Adverse effects include ocular irritation and exacerbation of intraocular inflammation. Similar to prostaglandin analogs, miotics should only be used with extreme caution in patients with preexisting uveitis or a tendency to pupillary block (eg, associated with lens luxation or vitreous prolapse). Prophylactic administration of demecarium bromide in conjunction with a topical corticosteroid significantly prolongs the time to onset of IOP elevation in the fellow eye of dogs with primary angle-closure glaucoma, from 8 months (in untreated dogs) to 32 months.24
5. Hyperosmotic Agents
Mannitol is an important systemic agent for decreasing IOP in severe and refractory glaucoma and should be used in emergency cases only. Mannitol increases the osmotic concentration of blood perfusing the eye, causing a marked reduction in aqueous humor production and vitreous volume.1 Vitreal “dehydration” directly decreases IOP and allows the intact lens to move posteriorly, increasing outflow of aqueous humor and reducing pupillary block.1
Mannitol 20% is administered IV (1–2 g/kg) over 15 to 20 minutes. A dramatic IOP reduction typically occurs within 30 to 60 minutes and lasts for 5 to 6 hours.1 Mannitol should be gently warmed and given through an administration set with a filter, as concentrations >15% may crystalize at low temperatures. Profuse diuresis is to be expected but water intake must be controlled. Mannitol is contraindicated in patients with chronic renal failure and congestive heart failure, and may be of limited efficacy in patients with breakdown of the blood-aqueous barrier (eg, from uveitis or trauma). After IOP reduction, ocular perfusion is restored, and topical glaucoma medications, which should be administered concurrently with mannitol, are rendered more effective. The need for IV mannitol has been reduced and the practice of dispensing the orally administered hyperosmotic, glycerol, has been largely superseded by topical prostaglandin analogs (eg, latanoprost), which have been proven effective in the emergency management of acute glaucomatous crises.
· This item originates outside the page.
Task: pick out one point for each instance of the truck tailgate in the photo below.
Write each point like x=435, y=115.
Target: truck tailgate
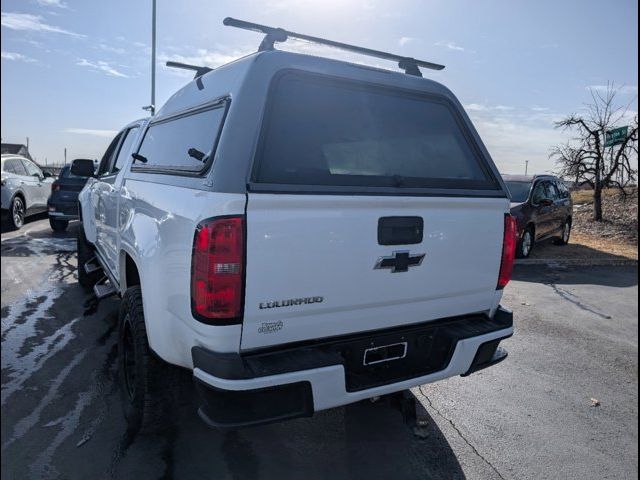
x=310, y=267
Glaucoma therapy should aim to lower IOP, preserve vision, and eliminate pain. A delicate balance between aqueous humor production and outflow must be achieved, and IOP should be frequently monitored. Medical and surgical therapies are often required to maintain a comfortable, visual eye with glaucoma. Vision should be carefully evaluated, as an irreversibly blind and painful eye does not warrant aggressive medical therapy. Evaluating the risk for glaucoma in the fellow eye and managing accordingly are imperative. The decision to treat medically, surgically, or both depends on patient vision and temperament, owner ability to treat, and associated costs, as well as the underlying cause of glaucoma.1 When possible, the advice of a veterinary ophthalmologist should be sought.